There are a few practical benefits to splitting ImageBuffer from the metadata describing the image shape. Examples:

However, we can still get the vast majority of this utility by combining the assorted metadata into a single, required, ImageFormat component:

archetype Image {
  // Required:
  buffer: ImageBuffer,
  format: ImageFormat
}

// More noise from our datamodel.
component ImageFormat {
  datatype ImageFormat;
}

datatype ImageFormat {
  width: uint,
  height: uint,
  row_stride: Option<uint>

  pixel_format: PixelFormat,

  color_model: Option<ColorModel>, // used if pixel_format = ARRAY
  element_type: Option<ElementType> // used if pixel_format = ARRAY
}

component enum PixelFormat {
        ARRAY,
    RGB_565,
    RGBA_8888,
    NV12,
    YUY2,
    …
}

This also simplifies the ImageFormat a bit by explicitly splitting out width and height, as well as making pixel_format always required, with a special value indicating the usage of the last 2 optional fields.

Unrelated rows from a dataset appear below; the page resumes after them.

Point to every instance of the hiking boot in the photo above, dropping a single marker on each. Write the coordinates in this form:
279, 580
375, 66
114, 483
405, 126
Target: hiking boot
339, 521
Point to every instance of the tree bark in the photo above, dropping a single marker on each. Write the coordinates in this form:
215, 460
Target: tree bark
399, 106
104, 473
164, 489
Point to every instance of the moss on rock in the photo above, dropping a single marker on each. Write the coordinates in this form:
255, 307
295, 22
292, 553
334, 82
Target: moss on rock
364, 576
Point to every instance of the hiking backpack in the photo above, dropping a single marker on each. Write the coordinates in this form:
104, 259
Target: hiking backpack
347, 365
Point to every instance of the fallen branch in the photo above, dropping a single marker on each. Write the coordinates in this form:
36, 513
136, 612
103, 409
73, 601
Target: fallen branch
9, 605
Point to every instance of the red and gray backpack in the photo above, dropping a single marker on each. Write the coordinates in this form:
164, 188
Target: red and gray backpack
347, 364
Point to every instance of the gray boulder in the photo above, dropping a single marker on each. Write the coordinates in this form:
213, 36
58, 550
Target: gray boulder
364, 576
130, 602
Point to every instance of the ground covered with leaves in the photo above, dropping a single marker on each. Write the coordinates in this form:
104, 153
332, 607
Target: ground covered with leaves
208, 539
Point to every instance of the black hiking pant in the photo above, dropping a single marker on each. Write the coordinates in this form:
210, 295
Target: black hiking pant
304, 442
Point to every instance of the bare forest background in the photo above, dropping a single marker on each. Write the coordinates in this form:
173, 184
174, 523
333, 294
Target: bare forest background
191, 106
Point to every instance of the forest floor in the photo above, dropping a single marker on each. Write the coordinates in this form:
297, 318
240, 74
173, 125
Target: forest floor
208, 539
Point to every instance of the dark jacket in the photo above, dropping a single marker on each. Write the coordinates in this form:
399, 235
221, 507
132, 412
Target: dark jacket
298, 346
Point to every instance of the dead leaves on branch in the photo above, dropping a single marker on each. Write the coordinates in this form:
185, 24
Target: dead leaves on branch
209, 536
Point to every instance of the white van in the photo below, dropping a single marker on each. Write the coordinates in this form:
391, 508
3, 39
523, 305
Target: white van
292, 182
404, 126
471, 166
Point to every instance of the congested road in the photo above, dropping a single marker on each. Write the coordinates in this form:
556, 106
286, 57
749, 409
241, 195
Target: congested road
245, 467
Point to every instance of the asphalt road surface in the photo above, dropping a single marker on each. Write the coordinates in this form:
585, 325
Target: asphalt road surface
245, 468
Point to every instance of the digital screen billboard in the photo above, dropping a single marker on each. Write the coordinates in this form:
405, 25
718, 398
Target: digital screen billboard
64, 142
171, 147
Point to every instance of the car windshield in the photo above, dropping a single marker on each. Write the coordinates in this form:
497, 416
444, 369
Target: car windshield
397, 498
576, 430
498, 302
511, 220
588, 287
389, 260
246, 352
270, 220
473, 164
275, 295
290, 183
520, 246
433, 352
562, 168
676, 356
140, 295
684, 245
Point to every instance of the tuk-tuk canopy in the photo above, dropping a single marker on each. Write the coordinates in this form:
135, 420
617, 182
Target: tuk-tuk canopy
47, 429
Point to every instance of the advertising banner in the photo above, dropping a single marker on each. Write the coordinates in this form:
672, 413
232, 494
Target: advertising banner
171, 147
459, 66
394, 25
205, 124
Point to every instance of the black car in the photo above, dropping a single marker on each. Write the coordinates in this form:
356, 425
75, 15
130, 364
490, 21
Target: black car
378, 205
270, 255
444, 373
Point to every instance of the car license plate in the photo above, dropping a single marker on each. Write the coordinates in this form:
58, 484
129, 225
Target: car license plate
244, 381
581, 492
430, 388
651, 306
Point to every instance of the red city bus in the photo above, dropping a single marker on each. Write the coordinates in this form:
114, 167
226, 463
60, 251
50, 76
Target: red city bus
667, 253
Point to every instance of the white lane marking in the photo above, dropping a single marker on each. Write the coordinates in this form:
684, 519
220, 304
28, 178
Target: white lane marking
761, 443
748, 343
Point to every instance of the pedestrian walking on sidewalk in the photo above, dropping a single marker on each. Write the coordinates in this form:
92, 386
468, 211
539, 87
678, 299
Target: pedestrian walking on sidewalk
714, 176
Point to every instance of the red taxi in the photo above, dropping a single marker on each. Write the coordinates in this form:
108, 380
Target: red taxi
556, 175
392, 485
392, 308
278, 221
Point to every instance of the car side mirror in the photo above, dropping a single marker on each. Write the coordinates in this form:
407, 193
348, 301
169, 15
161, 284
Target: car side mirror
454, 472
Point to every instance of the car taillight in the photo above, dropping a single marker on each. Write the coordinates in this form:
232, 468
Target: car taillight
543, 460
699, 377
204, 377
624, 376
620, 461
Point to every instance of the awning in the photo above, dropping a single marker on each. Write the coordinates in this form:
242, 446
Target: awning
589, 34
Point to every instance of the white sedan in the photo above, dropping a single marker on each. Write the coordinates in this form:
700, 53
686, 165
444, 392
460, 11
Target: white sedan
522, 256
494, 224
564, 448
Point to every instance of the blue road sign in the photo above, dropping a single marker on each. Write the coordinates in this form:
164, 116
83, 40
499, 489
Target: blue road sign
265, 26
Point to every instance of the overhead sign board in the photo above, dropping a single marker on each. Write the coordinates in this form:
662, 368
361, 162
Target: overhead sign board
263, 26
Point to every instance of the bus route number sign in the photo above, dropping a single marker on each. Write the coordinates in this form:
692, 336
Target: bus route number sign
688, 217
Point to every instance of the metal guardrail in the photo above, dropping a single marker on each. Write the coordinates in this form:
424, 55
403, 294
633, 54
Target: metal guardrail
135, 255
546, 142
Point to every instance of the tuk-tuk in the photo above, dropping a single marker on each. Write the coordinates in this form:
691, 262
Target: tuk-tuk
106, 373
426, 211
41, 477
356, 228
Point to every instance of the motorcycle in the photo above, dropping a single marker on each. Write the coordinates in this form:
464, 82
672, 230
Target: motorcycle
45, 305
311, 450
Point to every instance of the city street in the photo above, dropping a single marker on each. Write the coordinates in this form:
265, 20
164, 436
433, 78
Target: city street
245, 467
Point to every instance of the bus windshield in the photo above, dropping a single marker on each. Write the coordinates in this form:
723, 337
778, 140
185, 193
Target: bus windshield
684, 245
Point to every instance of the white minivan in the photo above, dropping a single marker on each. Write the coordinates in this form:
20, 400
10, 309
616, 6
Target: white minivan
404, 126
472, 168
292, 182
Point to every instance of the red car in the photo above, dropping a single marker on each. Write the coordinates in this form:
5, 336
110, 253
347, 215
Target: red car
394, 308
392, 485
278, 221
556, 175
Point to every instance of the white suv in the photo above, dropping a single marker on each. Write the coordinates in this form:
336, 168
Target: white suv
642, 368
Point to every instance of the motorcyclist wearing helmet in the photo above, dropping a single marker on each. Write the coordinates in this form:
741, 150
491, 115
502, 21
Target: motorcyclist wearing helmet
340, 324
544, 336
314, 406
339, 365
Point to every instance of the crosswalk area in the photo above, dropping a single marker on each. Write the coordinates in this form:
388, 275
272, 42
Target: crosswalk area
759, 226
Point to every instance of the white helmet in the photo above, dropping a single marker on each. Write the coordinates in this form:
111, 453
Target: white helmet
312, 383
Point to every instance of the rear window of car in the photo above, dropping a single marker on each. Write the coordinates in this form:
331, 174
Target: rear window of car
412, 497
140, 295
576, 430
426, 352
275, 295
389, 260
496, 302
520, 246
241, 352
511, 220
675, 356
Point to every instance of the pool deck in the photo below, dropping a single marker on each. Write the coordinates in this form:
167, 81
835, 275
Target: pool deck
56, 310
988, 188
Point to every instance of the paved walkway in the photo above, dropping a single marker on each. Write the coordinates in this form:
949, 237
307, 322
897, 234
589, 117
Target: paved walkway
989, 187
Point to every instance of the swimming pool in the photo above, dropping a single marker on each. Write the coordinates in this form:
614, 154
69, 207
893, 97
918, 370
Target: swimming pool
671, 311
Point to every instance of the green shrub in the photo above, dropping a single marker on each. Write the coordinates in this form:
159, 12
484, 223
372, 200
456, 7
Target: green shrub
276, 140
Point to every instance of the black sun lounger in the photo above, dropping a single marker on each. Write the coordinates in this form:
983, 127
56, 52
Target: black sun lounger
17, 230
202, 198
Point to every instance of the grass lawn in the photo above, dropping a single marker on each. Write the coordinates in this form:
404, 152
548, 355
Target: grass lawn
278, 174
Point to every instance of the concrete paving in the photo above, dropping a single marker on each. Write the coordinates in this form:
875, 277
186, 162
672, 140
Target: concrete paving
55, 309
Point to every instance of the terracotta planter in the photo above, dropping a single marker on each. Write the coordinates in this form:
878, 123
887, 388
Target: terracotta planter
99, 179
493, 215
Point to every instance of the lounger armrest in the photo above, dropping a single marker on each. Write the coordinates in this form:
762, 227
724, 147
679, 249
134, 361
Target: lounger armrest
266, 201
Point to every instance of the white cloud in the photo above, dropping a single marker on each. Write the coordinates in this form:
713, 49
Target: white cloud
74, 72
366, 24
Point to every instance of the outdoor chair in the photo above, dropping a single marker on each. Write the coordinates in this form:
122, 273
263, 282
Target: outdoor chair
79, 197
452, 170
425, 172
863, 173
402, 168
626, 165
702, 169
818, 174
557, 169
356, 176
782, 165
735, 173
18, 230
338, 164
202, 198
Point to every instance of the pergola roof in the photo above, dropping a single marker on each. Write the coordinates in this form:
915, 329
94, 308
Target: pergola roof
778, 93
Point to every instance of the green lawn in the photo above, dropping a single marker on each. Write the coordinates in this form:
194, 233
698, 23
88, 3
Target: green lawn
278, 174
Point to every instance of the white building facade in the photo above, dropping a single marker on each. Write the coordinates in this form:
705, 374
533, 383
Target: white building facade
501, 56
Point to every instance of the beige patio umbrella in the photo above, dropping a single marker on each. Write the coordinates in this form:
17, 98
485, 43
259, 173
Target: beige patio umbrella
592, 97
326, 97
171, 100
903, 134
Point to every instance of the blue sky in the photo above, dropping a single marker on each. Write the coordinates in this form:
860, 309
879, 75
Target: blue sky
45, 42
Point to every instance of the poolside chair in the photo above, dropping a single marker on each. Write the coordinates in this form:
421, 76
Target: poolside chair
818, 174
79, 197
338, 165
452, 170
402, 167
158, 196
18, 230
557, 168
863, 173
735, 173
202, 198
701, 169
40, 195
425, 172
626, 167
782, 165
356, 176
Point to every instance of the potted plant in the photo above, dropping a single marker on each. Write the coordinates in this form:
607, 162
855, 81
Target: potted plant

The only practical downside of this change is you can't (yet) just override color_model. You have to override the entirety of the image format.

jleibs commented 3 months ago

Since the above apparently wasn't clear enough in terms of the problems it was trying to address:

If Resolution, Stride, PixelFormat, ColorModel, and Datatype are all separate components, this means they can be updated totally asynchronously and that they all need to be joined together by either a range or latest-at query in order to have all the information to interpret an image buffer.

In turn, every image query must bottom out in a 5-way component join, which, in a pathological case, spans 5 chunks and has potentially different join results depending on the timeline, some of which yield corrupt data interpretation.

Here’s an example: let’s suppose someone first logs an image using nv12 pixel format and then logs an image using rgb color model. If they don’t realize they needed to explicitly clear pixel format (since it’s an optional component), it now joins into their query results implicitly via latest-at, yielding corrupted data.

If everyone only uses our archetype APIs and those APIs are carefully crafted and tested we can generally work around this issue. But this is back to saying our low-level arrow APIs aren’t approachable to users, which is the very problem we’re trying to solve.